Putin Has a Massive Corruption-Fighting Record You’ve Never Heard Of
Mr. Putin is tackling corruption, whereas his predecessor embodied it. But you wouldn’t know it from the Western press
I love Russia, but let’s not sugarcoat things.
After the widespread sociopathy of the 1990s—when people had to break all rules just to feed their families, and it was not unknown even for priests to steal from their flocks—a too-high proportion of the Russian population remains in a state of going through each day with little thought other than how to cheat and defraud its fellow man. Yet it is also a fact that you cannot lock up everyone (Всех не посадишь, as the Russians say) or you would have no country left.
The Kremlin’s solution has been to make conspicuous examples of some, while creating parallel structures to work around corrupt or incompetent state bodies and officials.

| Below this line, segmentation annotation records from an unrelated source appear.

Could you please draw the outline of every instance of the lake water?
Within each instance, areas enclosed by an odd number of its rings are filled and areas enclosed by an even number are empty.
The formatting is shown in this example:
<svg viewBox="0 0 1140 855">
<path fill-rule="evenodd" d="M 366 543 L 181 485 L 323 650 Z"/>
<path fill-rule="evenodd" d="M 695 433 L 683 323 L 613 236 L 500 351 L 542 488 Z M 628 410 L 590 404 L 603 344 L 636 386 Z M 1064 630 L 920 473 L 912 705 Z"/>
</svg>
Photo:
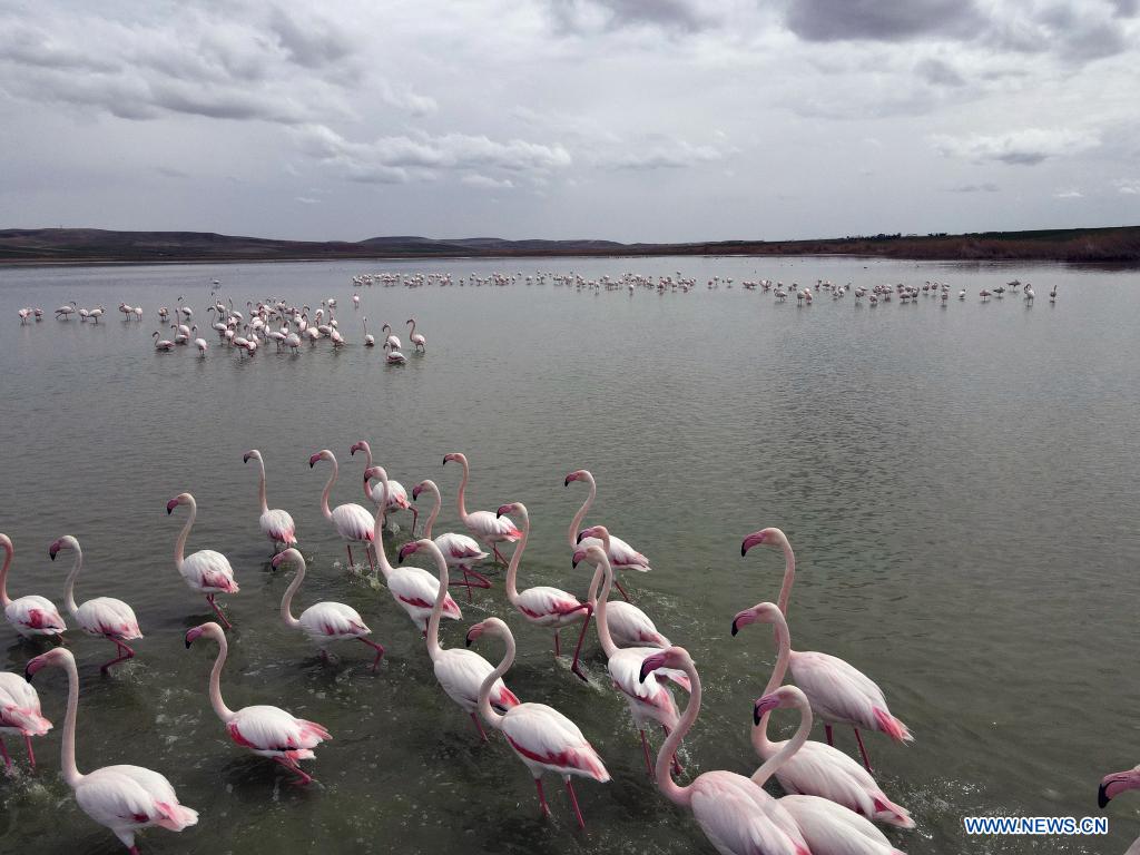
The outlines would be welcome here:
<svg viewBox="0 0 1140 855">
<path fill-rule="evenodd" d="M 625 271 L 697 278 L 692 292 L 600 293 L 523 282 L 507 287 L 359 290 L 373 271 L 522 275 Z M 708 290 L 714 275 L 734 287 Z M 244 308 L 282 298 L 335 298 L 349 347 L 300 356 L 262 348 L 253 359 L 217 343 L 156 353 L 161 304 L 185 295 L 203 327 L 210 282 Z M 821 295 L 783 306 L 740 287 L 769 277 L 800 285 L 829 278 L 873 286 L 948 282 L 945 308 L 929 298 L 855 307 Z M 1019 296 L 977 293 L 1031 280 Z M 1056 304 L 1048 292 L 1059 285 Z M 434 479 L 445 496 L 437 532 L 462 530 L 459 470 L 472 464 L 469 507 L 524 502 L 532 534 L 520 586 L 583 594 L 565 544 L 585 488 L 564 475 L 589 469 L 598 499 L 587 522 L 606 522 L 652 560 L 625 579 L 641 605 L 693 654 L 705 707 L 686 740 L 686 772 L 750 773 L 751 703 L 773 661 L 771 635 L 730 636 L 732 616 L 775 600 L 782 557 L 741 538 L 781 527 L 798 557 L 791 633 L 800 650 L 842 657 L 883 689 L 915 735 L 911 747 L 870 734 L 883 789 L 909 807 L 913 832 L 888 830 L 922 853 L 1112 853 L 1140 834 L 1134 793 L 1107 809 L 1105 839 L 968 838 L 970 814 L 1100 815 L 1097 784 L 1140 760 L 1135 611 L 1140 595 L 1140 275 L 1062 266 L 995 267 L 865 259 L 564 259 L 275 263 L 0 270 L 0 531 L 16 545 L 15 595 L 63 602 L 71 565 L 48 545 L 75 535 L 85 569 L 78 598 L 130 602 L 146 637 L 138 658 L 100 677 L 111 644 L 72 630 L 80 662 L 81 769 L 136 763 L 161 771 L 201 812 L 181 834 L 153 830 L 150 853 L 711 853 L 692 817 L 648 780 L 626 705 L 609 689 L 596 638 L 589 684 L 551 658 L 545 630 L 506 603 L 502 572 L 464 619 L 496 614 L 519 641 L 508 685 L 523 700 L 571 717 L 598 749 L 612 782 L 583 781 L 587 831 L 547 779 L 553 819 L 539 819 L 534 785 L 502 736 L 474 738 L 434 682 L 418 633 L 383 589 L 347 571 L 343 546 L 319 510 L 333 449 L 341 480 L 333 504 L 361 502 L 359 439 L 410 490 Z M 956 300 L 960 288 L 968 299 Z M 95 326 L 50 312 L 103 303 Z M 120 301 L 141 304 L 124 323 Z M 41 324 L 16 310 L 41 306 Z M 406 334 L 413 315 L 427 353 L 388 367 L 360 347 L 357 318 L 380 335 Z M 321 663 L 287 630 L 278 604 L 291 573 L 269 568 L 258 529 L 260 448 L 269 504 L 298 523 L 309 576 L 296 611 L 318 600 L 352 604 L 388 648 L 380 673 L 364 645 Z M 173 565 L 189 490 L 198 522 L 187 551 L 211 547 L 233 563 L 241 594 L 223 596 L 235 624 L 222 675 L 233 708 L 274 703 L 325 724 L 334 740 L 306 767 L 319 785 L 284 783 L 280 771 L 229 743 L 206 698 L 214 649 L 182 644 L 209 619 Z M 408 518 L 389 539 L 407 537 Z M 424 563 L 416 559 L 415 563 Z M 70 625 L 74 621 L 68 618 Z M 572 633 L 565 634 L 572 641 Z M 565 645 L 564 645 L 565 646 Z M 22 671 L 38 650 L 0 627 L 3 667 Z M 498 661 L 500 648 L 479 645 Z M 117 853 L 117 841 L 74 806 L 58 773 L 66 697 L 62 671 L 36 679 L 56 730 L 35 743 L 41 767 L 0 779 L 6 852 Z M 682 699 L 678 698 L 678 702 Z M 784 735 L 796 724 L 779 712 Z M 822 738 L 822 727 L 814 734 Z M 659 738 L 654 735 L 654 748 Z M 855 752 L 849 728 L 837 744 Z M 8 740 L 19 759 L 23 749 Z M 773 789 L 773 792 L 777 792 Z"/>
</svg>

Probably the most prominent example of such a structure is the Investigative Committee of the Russian Federation, commonly known by its Russian initials, SK or SK RF, or less commonly by the acronym, Sledkom.
The SK traces its history to 2007—when authority to make criminal charges was taken away from Russia’s Prosecutor General—and has existed in its current form since early 2011.
Today, the Office of the Prosecutor General is responsible for prosecutions only. It is the SK that investigates crimes and decides whom to bring to trial and on what charges.
Since it was brought out from under the Prosecutor General and made into an independent body reporting only to the President, the SK has been at the very center of the Kremlin’s anticorruption drive.